The 30 mm shaft may be somewhat corroded, so clean it up quite well.   It is a MILD press-fit into the pivot bearing.    There is a washer on the inside to take up the space of the pivot cavity inner end wall thickness.  There was a funny washer on the outside of mine...see the Plate notation in the photo below.  You do need some sort of flat washer here.  I have no idea why the tang of that washer had a small drilled/tapped hole.  The nut need not be grossly tight, this is not some sort of preload adjustment, so it should be tightened reasonably, then a NEW cotter key installed.

In the above photo, my stock EML-supplied caliper is a Brembo type F05, and it is actually what is called a RIGHT caliper. 
If rotated, and reversed, it would look like the RIGHT photo below. 
 In the above photo, due to the closeness of the inside of the 15" EML wheel, the caliper bleeder valve has been ground down.  That makes it unusable for proper bleeding, so a proper bleeder valve is inserted in place of that one, when bleeding this brake....this CAN BE a pain in the butt!...you could get air in the caliper.  I suggest that if you have this sort of ground-down bleeder valve, that you have someone put a wee bit of SLOW pressure on the brake pedal as you remove the ground bleeder and install your proper bleeder valve, do your system bleeding, then reverse the procedure.   The bleeder valve is a standard 6 mm threaded type but with 8 mm hex.  I have thought about modifying the disc and caliper mounting, but have not done it...yet.  I have also obtained a short version of a bleeder valve, which I am going to try, perhaps modify (I got TWO just for this), and see if that will work...on my 2015 bleeding.

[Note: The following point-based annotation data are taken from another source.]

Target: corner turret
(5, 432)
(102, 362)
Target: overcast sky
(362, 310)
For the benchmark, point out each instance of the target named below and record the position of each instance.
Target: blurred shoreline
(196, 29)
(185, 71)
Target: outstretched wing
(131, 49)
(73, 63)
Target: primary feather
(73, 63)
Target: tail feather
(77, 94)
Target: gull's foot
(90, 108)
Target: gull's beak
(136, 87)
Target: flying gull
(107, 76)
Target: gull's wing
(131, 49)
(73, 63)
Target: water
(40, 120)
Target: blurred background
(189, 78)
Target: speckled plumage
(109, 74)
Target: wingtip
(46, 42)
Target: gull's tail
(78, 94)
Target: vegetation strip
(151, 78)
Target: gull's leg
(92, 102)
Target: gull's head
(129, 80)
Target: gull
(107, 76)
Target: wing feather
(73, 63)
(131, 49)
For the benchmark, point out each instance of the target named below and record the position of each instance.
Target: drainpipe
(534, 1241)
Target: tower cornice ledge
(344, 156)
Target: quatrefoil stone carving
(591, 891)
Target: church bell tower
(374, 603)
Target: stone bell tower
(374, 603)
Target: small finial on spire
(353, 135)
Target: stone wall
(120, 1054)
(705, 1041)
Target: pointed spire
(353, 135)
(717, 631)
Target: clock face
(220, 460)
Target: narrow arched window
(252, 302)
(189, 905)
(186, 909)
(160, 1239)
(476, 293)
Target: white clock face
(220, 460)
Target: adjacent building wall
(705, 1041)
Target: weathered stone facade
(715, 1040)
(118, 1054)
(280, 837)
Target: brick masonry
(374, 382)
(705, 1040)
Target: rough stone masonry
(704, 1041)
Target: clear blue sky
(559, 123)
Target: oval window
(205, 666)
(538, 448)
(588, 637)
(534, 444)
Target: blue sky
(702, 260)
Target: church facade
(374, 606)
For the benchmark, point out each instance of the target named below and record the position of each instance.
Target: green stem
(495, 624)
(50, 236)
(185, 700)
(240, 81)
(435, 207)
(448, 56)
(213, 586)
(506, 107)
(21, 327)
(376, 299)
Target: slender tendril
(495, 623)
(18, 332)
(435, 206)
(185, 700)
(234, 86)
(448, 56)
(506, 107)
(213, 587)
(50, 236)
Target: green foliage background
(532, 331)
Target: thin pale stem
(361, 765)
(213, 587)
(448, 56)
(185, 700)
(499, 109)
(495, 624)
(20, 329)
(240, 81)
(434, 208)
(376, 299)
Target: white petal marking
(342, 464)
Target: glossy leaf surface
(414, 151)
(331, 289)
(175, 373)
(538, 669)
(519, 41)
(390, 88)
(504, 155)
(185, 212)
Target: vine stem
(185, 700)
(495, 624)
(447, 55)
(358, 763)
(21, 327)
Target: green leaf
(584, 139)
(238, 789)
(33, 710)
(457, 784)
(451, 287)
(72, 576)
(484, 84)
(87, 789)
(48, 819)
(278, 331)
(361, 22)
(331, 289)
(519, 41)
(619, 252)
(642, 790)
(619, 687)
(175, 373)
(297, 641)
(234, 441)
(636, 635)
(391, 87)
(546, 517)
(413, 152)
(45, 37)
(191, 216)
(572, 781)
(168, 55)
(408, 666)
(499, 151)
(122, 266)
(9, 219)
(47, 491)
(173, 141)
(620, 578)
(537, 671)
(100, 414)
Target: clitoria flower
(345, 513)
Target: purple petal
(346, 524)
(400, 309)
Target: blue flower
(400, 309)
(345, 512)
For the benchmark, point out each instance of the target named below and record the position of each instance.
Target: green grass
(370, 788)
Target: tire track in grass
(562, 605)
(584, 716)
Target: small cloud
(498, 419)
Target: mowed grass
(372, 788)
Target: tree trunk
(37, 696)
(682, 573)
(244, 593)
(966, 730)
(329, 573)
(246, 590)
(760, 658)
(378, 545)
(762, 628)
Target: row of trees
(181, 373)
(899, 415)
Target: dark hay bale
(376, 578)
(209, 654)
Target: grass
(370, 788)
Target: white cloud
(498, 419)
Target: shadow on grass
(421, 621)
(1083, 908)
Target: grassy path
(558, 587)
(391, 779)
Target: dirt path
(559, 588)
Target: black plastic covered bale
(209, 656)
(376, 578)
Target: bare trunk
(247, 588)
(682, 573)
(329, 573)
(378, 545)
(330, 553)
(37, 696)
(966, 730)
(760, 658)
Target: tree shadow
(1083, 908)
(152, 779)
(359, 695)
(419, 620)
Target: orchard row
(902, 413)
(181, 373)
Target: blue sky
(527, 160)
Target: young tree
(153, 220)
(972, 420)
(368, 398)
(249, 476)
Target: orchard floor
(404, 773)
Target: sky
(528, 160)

SOME Grimeca calipers and pads are interchangeable with Brembo,  but there is no problem finding Brembo parts, from such as vintagebrake.com


Left F08 caliper    "Right" F08 caliper    
Note that these are F08 caliper photos, as I did not have similar good photos for the actual F05 caliper on the sidecar.  F08 and F05 look similar to each other, the F08 being bigger.  Be SURE to read onwards a few paragraphs, about the left, right, etc....

 

Caliper and Pads and Rebuilt Kits:

As noted, the Brembo caliper on my GT2 is Brembo model F05, which has 94 mm mounting centers; and mine has a casting number on it:   20.2677.00.  Mine has a model number
stamped on the outer face:  19C7

This caliper has 32 mm opposed pistons, and is the same as on some Moto-Guzzi models such as V65, V50;  etc.  This model caliper was very popular and was used on many vehicles.  The caliper is available in both a right and left hand arrangement, so be SURE if you replace an entire caliper you get the correct one.  As noted, the one I have is a RIGHT HAND (RH) type.   Photos of calipers on the Internet may be confusing, if the view is from the back-side, instead of the front-side; as the EML mounting is typically reversed from Internet photos.  The F08 photos above are from the front-side.
The F08 in the photo is, as noted, almost identical LOOKING caliper to the F05, but it has 108 mm mounting centers and 38 mm opposed pistons.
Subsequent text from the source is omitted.